Roma, 7 de janeiro de 2026 – Em noite de empate por 2 a 2 com a Fiorentina no Estádio Olímpico, o técnico Maurizio Sarri lamentou um pênalti não assinalado, demonstrou frustração com a arbitragem e abriu o jogo sobre o futuro da Lazio no mercado de inverno.
Empate que não ajuda ninguém
A igualdade mantém a Fiorentina atolada na zona de rebaixamento e afasta a Lazio das posições que dão vaga a competições europeias, cenário reconhecido pelo próprio Sarri: “No primeiro tempo jogamos em nível alto, mas sair 0 a 0 foi um desperdício”, declarou o treinador à DAZN. O time celeste criou diversas chances antes do intervalo, mas viu a intensidade cair na etapa final, facilitando a reação viola.
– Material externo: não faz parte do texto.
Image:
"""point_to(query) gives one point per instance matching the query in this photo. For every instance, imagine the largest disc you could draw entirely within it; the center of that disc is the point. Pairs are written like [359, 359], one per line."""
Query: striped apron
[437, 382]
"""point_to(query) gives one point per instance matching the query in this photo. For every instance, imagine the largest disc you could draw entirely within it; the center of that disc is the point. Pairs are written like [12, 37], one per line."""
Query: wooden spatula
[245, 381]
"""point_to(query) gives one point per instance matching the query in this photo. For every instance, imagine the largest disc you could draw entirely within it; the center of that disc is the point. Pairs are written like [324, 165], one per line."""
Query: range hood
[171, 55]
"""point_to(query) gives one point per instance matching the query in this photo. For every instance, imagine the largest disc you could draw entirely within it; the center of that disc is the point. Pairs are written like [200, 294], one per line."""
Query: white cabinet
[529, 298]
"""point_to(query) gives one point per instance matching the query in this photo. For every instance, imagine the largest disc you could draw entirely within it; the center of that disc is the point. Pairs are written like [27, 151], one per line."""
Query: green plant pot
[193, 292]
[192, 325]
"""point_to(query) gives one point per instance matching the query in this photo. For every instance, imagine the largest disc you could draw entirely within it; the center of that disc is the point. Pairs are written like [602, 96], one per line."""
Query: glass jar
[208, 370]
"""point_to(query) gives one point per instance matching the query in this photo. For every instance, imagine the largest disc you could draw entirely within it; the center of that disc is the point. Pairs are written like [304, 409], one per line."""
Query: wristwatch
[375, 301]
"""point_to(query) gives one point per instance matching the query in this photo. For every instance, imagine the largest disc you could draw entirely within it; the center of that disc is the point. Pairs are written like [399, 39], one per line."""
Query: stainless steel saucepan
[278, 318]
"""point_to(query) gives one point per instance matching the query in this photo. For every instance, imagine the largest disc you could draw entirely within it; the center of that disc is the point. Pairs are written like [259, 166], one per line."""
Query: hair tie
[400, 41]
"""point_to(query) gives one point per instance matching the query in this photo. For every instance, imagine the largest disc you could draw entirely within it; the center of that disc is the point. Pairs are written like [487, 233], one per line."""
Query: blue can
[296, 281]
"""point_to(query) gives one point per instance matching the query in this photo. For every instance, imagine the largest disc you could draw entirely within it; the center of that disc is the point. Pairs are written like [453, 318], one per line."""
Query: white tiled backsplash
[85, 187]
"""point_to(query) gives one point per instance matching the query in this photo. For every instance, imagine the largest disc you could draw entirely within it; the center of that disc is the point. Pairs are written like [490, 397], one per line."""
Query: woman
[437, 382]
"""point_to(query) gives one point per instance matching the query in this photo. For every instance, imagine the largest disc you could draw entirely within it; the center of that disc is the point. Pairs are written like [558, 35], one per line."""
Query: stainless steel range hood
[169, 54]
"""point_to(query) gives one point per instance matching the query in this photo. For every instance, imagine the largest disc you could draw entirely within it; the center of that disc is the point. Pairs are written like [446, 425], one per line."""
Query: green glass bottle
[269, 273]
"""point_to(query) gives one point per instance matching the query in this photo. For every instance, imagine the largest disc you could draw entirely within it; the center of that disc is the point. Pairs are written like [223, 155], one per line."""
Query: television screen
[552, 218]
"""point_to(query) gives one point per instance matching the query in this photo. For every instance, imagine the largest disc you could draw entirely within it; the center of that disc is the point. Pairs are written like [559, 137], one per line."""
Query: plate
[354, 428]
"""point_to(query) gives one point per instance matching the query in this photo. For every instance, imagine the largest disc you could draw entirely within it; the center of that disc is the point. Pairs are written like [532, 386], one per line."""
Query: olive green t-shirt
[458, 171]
Pênalti reclamado muda a narrativa
Sarri centrou sua análise no lance de possível pênalti ainda na primeira metade da partida. Segundo o técnico, o episódio “grita vingança” e poderia ter alterado o roteiro do jogo. A queixa dialoga com um problema recorrente: a Lazio soma três partidas consecutivas na Serie A sofrendo gols após o minuto 70, perdendo pontos importantes na reta final dos duelos.
Mercado em pauta: Guendouzi e a incógnita Ratkov
No pós-jogo, o comandante explicou a saída iminente de Matteo Guendouzi – peça que, em suas palavras, estava entre os “sete ou oito nomes para construir o futuro”. Ofertas financeiras consideradas irrecusáveis pelo clube abriram espaço para a negociação, enfraquecendo o meio-campo que já carece de profundidade.
Questionado sobre o possível reforço Ratkov, Sarri foi direto: “Não o conheço ainda; preciso observá-lo, entender virtudes e defeitos”. A declaração indica participação moderada do treinador na prospecção do atleta, sugerindo que o departamento de scouting conduziu o processo.
Imagem: Internet
RAIO-X – Os números que explicam a urgência
- Conversão ofensiva: a Lazio finaliza em média 14,3 vezes por jogo, mas converte apenas 10% das chances – índice abaixo do top-6 da liga.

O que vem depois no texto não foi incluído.